A foursome of brothers, a fiancé and a potential love interest (Jonathan Sadowski, Jesse McCartney, Devin Kelley, and Olivia Dudley) are on an international excursion when the thrill-seeking Paul (Sadowski) signs the reluctant group up for something called “Extreme Sightseeing”. Their tour guide Uri (Dimitri Diatchenko), sneaks them and another couple (Ingrid Bolso Berdal and Nathan Phillips) into a small town near Chernobyl, where it has been several years since the tragic nuclear meltdown occurred and the radiation has subsided enough for humans to explore the area.
After a day of exploring, night falls and trouble comes along with it. When the tour guide disappears and younger brother Chris (McCartney) is injured to the point where he can no longer walk, the rest of the group seeks out the now-missing Uri with the hope that he is still alive to guide them to safety. But many hurdles are in their path and they have no idea just what exactly they are up against. Are their assailants ghosts, mutated zombies, or what? This review says no more or it’s going to spoil all the surprises.
This film was trashed by critics and many horror fans, but there is no real justification for it. Maybe people just like to hate on mainstream horror films nowadays. The film was entertaining, suspenseful and really holds your attention if you sit back and watch with an open mind. It should not be crowned the King of 2012 Horror Films or anything like that, but it definitely is an above average flick that proves Peli is not a one-hit wonder and his creativity extends beyond the found footage subgenre.

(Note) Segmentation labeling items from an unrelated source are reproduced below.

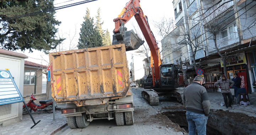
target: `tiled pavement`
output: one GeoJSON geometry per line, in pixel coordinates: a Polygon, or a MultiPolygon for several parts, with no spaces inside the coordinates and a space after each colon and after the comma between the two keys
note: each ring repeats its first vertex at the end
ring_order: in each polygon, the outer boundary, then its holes
{"type": "MultiPolygon", "coordinates": [[[[223,109],[225,110],[225,107],[220,106],[220,103],[222,102],[223,96],[220,92],[208,92],[208,96],[211,103],[211,109],[223,109]]],[[[230,112],[236,112],[244,113],[250,116],[256,117],[256,93],[248,94],[250,100],[250,105],[244,106],[240,105],[240,102],[238,104],[233,105],[234,110],[229,109],[230,112]],[[250,112],[249,112],[250,111],[250,112]],[[250,112],[253,112],[252,113],[250,112]]]]}
{"type": "Polygon", "coordinates": [[[39,135],[47,134],[66,123],[66,118],[60,115],[60,111],[55,112],[55,120],[53,120],[53,113],[39,112],[32,113],[32,116],[36,123],[39,123],[32,129],[34,125],[28,114],[23,115],[21,122],[13,124],[6,127],[0,127],[1,135],[39,135]]]}

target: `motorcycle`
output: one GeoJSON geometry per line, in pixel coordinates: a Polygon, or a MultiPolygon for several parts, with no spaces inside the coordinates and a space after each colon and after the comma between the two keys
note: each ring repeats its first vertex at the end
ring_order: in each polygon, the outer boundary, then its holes
{"type": "MultiPolygon", "coordinates": [[[[48,113],[52,113],[53,112],[53,99],[47,100],[42,100],[39,101],[40,105],[38,105],[34,102],[34,100],[37,100],[34,96],[33,93],[30,96],[30,100],[27,104],[27,106],[28,108],[29,111],[31,112],[31,110],[36,112],[37,110],[41,111],[46,110],[48,113]]],[[[28,113],[28,111],[25,105],[23,105],[22,108],[22,114],[26,114],[28,113]]]]}

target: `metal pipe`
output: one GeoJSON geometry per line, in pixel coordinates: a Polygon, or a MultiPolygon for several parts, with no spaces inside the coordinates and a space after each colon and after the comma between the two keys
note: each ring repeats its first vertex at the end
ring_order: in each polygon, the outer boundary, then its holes
{"type": "Polygon", "coordinates": [[[36,75],[35,76],[35,90],[34,90],[34,94],[36,94],[36,75]]]}

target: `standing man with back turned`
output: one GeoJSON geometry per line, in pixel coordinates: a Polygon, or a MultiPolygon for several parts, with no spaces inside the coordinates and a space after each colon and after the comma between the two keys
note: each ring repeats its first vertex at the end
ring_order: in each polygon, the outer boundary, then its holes
{"type": "Polygon", "coordinates": [[[184,91],[183,104],[187,110],[188,135],[206,134],[206,124],[210,104],[206,89],[202,86],[203,78],[197,76],[184,91]]]}

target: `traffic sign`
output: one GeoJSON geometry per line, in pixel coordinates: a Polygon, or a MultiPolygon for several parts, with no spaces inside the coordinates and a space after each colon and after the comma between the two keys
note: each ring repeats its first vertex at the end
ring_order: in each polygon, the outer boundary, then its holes
{"type": "Polygon", "coordinates": [[[47,68],[47,81],[49,82],[50,81],[50,66],[47,68]]]}
{"type": "Polygon", "coordinates": [[[10,71],[0,70],[0,106],[24,101],[10,71]]]}
{"type": "Polygon", "coordinates": [[[197,75],[203,75],[203,71],[201,69],[198,69],[197,70],[197,75]]]}

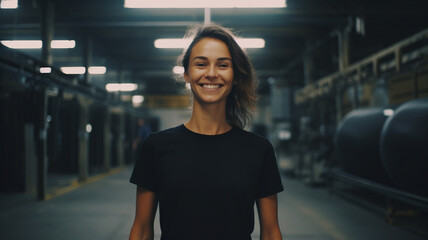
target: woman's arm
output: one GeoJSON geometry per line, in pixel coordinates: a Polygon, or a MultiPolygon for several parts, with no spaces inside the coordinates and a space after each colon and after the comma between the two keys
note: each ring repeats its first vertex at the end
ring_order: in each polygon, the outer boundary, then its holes
{"type": "Polygon", "coordinates": [[[257,199],[256,203],[260,220],[260,240],[282,240],[276,194],[257,199]]]}
{"type": "Polygon", "coordinates": [[[153,240],[153,222],[157,206],[158,201],[154,192],[137,187],[135,219],[129,240],[153,240]]]}

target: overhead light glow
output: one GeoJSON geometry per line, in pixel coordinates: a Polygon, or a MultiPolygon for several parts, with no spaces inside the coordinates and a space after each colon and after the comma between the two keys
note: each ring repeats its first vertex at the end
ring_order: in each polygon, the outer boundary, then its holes
{"type": "Polygon", "coordinates": [[[88,68],[89,74],[105,74],[106,71],[107,71],[107,68],[103,66],[93,66],[88,68]]]}
{"type": "Polygon", "coordinates": [[[155,40],[155,48],[187,48],[191,42],[185,38],[160,38],[155,40]]]}
{"type": "Polygon", "coordinates": [[[125,0],[125,8],[284,8],[286,0],[125,0]]]}
{"type": "Polygon", "coordinates": [[[50,67],[41,67],[39,70],[40,70],[40,73],[51,73],[52,72],[52,68],[50,68],[50,67]]]}
{"type": "Polygon", "coordinates": [[[172,72],[173,72],[174,74],[183,74],[183,73],[184,73],[184,67],[182,67],[182,66],[175,66],[175,67],[172,69],[172,72]]]}
{"type": "Polygon", "coordinates": [[[85,67],[61,67],[61,71],[65,74],[84,74],[85,67]]]}
{"type": "Polygon", "coordinates": [[[131,92],[137,90],[138,85],[135,83],[107,83],[108,92],[131,92]]]}
{"type": "Polygon", "coordinates": [[[2,40],[1,44],[13,49],[39,49],[42,48],[40,40],[2,40]]]}
{"type": "Polygon", "coordinates": [[[265,40],[263,38],[238,38],[236,42],[241,48],[264,48],[265,40]]]}
{"type": "Polygon", "coordinates": [[[76,41],[74,40],[53,40],[51,42],[51,48],[64,49],[76,47],[76,41]]]}
{"type": "Polygon", "coordinates": [[[144,102],[144,96],[143,95],[132,96],[132,103],[133,104],[141,104],[143,102],[144,102]]]}
{"type": "Polygon", "coordinates": [[[2,0],[0,2],[1,2],[0,8],[2,8],[2,9],[18,8],[18,0],[2,0]]]}
{"type": "Polygon", "coordinates": [[[87,133],[91,133],[92,132],[92,125],[91,124],[86,124],[86,132],[87,133]]]}
{"type": "MultiPolygon", "coordinates": [[[[2,40],[3,45],[12,49],[40,49],[42,48],[41,40],[2,40]]],[[[76,41],[74,40],[52,40],[51,48],[67,49],[74,48],[76,41]]]]}
{"type": "Polygon", "coordinates": [[[392,115],[394,115],[394,110],[390,109],[390,108],[384,109],[383,110],[383,115],[385,115],[387,117],[392,116],[392,115]]]}
{"type": "MultiPolygon", "coordinates": [[[[241,48],[264,48],[263,38],[237,38],[235,39],[241,48]]],[[[160,38],[155,40],[156,48],[187,48],[191,39],[188,38],[160,38]]]]}

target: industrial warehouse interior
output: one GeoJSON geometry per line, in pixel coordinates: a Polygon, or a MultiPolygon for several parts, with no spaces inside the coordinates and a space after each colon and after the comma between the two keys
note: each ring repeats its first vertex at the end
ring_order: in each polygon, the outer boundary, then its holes
{"type": "Polygon", "coordinates": [[[428,239],[426,1],[0,3],[0,239],[128,239],[141,120],[192,116],[179,57],[210,23],[255,69],[283,239],[428,239]]]}

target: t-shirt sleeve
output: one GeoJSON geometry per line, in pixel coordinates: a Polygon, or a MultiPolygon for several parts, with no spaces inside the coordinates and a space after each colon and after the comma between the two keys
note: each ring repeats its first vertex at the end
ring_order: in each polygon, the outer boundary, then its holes
{"type": "Polygon", "coordinates": [[[272,144],[267,142],[260,168],[260,180],[256,198],[264,198],[284,190],[272,144]]]}
{"type": "Polygon", "coordinates": [[[129,181],[139,187],[156,192],[155,160],[152,139],[149,137],[143,142],[129,181]]]}

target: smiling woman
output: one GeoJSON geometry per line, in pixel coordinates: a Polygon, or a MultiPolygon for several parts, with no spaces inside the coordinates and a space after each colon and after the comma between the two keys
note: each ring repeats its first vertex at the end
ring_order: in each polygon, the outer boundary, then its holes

The plot appears cookie cutter plot and yet you will probably think you will have everything figured out early on, but you are guaranteed to be surprised by what happens in the final act. In fact, the only gripe with the film is the final seconds, but by that time you are still reeling from the crazy rollercoaster ride you just endured.
Even the mainly unknown cast was spectacular. For example, if anyone can cast Jesse McCartney in a large role and not have him be annoying when it was almost guaranteed that he was going to be from the get-go, then you know Parker has serious directing ability. In fact, this should be considered a breakout role for all the thespians involved.
These Diaries are probably better enjoyed with the big screen/crowd effect, but since this review is late to the dance, make sure to catch it on DVD when it is released. You might actually have some fun watching a nice popcorn flick and be given some thrills and chills along the way.